In the course of our conversation, I brought up my experience with Spotify — I like seeing what’s popular, but when a friend recently mentioned specific songs that they could see I’d been listening to on the service, I was a bit creeped out.

“It’s funny, I actually thought, how ironic that Spotify is getting into podcasting now [through the acquisitions of Gimlet and Anchor],” Curley replied. “They actually had this correct mechanism applied to the wrong thing.
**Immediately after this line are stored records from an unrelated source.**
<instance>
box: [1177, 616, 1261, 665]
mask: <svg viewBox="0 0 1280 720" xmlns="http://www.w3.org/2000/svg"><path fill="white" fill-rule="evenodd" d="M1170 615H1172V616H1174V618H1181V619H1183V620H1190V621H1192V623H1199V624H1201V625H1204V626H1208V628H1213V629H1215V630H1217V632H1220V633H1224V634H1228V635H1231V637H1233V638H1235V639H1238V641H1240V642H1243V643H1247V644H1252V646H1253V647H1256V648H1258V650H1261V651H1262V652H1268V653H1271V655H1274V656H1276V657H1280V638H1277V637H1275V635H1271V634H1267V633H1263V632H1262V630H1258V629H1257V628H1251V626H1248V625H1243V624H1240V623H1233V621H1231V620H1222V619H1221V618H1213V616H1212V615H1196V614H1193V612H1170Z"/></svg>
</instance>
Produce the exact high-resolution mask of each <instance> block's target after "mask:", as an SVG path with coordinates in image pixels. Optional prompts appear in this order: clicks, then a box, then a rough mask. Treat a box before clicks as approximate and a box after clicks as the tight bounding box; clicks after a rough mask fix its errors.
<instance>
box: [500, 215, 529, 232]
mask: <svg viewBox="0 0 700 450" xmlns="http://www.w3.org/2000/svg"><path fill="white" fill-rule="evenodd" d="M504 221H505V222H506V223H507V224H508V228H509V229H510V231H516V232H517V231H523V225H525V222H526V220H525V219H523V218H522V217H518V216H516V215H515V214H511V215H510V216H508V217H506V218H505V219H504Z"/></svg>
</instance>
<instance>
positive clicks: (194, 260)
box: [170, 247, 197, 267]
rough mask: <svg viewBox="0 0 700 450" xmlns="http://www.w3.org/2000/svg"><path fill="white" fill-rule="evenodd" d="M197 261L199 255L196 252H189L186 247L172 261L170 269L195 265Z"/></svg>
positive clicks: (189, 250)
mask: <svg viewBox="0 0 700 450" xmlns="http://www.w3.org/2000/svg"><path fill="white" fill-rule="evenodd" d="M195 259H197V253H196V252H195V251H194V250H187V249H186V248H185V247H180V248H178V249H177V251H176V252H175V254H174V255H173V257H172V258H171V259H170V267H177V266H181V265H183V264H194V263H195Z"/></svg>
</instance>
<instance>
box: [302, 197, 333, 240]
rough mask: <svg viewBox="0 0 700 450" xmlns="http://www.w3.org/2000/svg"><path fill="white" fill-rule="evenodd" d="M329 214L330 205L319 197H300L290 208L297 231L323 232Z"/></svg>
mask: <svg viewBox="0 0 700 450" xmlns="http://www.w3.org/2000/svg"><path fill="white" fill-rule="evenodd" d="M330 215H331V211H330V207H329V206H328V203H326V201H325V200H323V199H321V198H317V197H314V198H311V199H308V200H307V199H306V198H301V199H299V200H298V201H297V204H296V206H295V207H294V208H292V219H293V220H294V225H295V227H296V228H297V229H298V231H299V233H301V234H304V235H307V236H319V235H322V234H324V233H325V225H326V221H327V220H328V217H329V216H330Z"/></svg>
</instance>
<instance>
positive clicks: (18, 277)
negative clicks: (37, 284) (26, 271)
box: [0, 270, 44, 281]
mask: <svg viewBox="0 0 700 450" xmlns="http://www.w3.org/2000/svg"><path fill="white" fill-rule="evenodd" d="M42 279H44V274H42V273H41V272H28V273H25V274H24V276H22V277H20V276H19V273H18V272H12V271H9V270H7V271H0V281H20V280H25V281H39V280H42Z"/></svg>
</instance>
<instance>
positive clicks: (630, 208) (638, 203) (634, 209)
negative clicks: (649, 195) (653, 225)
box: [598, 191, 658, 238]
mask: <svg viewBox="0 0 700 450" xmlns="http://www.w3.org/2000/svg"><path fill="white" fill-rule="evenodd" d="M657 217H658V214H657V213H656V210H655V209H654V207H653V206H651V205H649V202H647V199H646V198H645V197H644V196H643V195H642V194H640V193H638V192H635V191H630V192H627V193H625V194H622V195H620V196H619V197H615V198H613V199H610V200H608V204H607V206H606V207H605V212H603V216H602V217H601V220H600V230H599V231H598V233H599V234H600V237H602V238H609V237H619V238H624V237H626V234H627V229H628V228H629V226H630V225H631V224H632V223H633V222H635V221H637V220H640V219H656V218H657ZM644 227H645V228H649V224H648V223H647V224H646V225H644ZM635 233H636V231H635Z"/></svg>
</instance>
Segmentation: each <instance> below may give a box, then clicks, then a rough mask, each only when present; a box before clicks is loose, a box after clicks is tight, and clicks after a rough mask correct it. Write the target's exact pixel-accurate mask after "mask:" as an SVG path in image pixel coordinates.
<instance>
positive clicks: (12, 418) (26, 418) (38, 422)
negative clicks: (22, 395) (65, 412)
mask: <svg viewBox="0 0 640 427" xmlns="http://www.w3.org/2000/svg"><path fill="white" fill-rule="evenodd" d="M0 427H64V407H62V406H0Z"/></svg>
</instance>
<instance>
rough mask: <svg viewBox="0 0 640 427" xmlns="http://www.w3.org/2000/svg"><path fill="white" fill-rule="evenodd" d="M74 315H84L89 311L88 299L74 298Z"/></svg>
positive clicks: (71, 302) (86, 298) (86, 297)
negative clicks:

Music is a deeply personal thing.”

Which isn’t to say that podcast listening isn’t personal, but there’s more of an opportunity to discover overlapping interests, say the fact that you and your friends all listen to true crime podcasts.

Curley also said that the app is deliberately to ensure that “the service does not get worse because a ton of people follow you” — so they see what you listen to, but they can’t comment on it or tell you that you’re an idiot for listening.

At the same time, he also said the team will be adding a mode to only share podcasts you actively recommend, rather than posting everything you listen to.

As for making money, Curley suggested that he’s interested in exploring a variety of opportunities, whether that’s integrating with other subscription or tipping services, or in creating ad opportunities around promoting different podcasts.

“My actual answer is, there are a bunch fo people trying to monetize right now, but I don’t think there’s a platform even close to mature enough to even try to monetize podcasting yet, other than podcasters doing their own advertising,” he said. “I think the endgame, where the real money is made in podcasting, actually hasn’t been come up with yet.”